Mayer Hawthorne - WHERE DOES THIS DOOR GO - la recensione

Recensione del 12 ago 2013 a cura di Michele Boroni

Voto 7/10
Mayer Hawthorne è un simpatico ragazzotto del Michigan noto ai più per il suo straordinario esordio retro-soul del 2009 (“A strange arrangement”). Il nostro ha continuato in questi anni tra compilation mixati di perle soul a 45 giri degli anni 60, ep di cover di pezzi anni 80-90 e un altro disco solista (“How do you do?”) in cui si allontanava gradualmente dal soul Motown e Stax per incrociare uno stile più personale, anche se sempre debitore del passato.

In questo nuovo lavoro le intenzioni del buon Mayer si fanno molto più chiare. Il suo nuovo riferimento è il blue eyed soul o quelli che molti chiamano (non senza un certo malcelato disprezzo) lo yacht rock - ovvero quel rock soul funk bianco, maturo e sofisticato portato al successo da band come Steely Dan, Doobie Brothers, Hall & Oates e Boz Scaggs (peraltro tornato prepotentemente di moda) – miscelato con elementi di R&B e un'infarinatura di hip-hop che lo rendono contemporaneo.
E' paradossale che per il disco più personale Hawthorne abbia abbandonato la sedia del produttore per cederlo a una serie di nomi di prestigio quali Jack Splash (Kendrick Lamar, John Legend), Greg Walls (Adele), John Hill (Santigold) e il prezzemolino di quest'estate Pharrell Williams la cui influenza nel disco è piuttosto forte.
Ma veniamo alle tracce. “Back Seat Lovers” è puro Michael McDonald e il “nah-nah nah-nah” è contagioso come pochi, “The Innocent” con quelle sue note ascendenti ricorda molto da vicino “Maneater” di Hall & Oates, mentre l'incedere reggae-dub di “Allie Jones” lo trasforma nel fratellino piccolo e sporco di “Haitian Divorce” degli Steelys, e via dicendo; ogni brano rimanda a qualche altra perla che i nostalgici di certo pop sofisticato degli anni 70-80 non possono non rammentare, ma qui proposti in una veste nuova e gradevolissima.

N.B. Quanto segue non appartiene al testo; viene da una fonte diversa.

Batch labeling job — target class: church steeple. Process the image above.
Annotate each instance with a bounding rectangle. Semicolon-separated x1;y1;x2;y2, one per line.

Linee di basso complesse, solide base ritmiche, tastiere e ottoni sparsi in tutto il disco e in più un funk che rende il disco (dalla copertina inquietante e assolutamente fuori luogo) assai più ballabile e pop dei suoi precedenti. Merito anche di Pharrell Williams che mette lo zampino sui pezzi più riusciti del disco: in “Wine Glass Woman” riprende la chitarrina di “Beautiful” nella sua collaborazione con Snoop Doggy Dog, mentre in “Reach out Richard” e “The Stars are ours” il leader dei Neptunes e dei N.E.R.D fa coming out del suo amore per Fagen & Becker, riuscendo a mettere insieme nell'ultimo pezzo le sofisticate linee melodiche con il classico tormentone “hey-ho” che dal vivo funzionerà molto.
I testi parlano come al solito di donne, sesso e sbronze, ma Mayer qui prova anche a raccontare delle storie brillanti, al contrario di quelle un po' maschiliste e superficiali del “collega” Robin Thicke.

La collaborazione di Kendrick Lamar (anche lui prezzemolino mica da ridere) non aggiunge niente di più e, insieme alle ballad in cui Mayer Hawthorne gioca a fare Elton John (come nella conclusiva “All Better”) sono forse i pezzi più deboli di un disco che va giù come un mojito fatto bene, di quelli dissetanti di cui non percepisci il contenuto alcoolico e che ti vien voglia di riprendere ancora e ancora.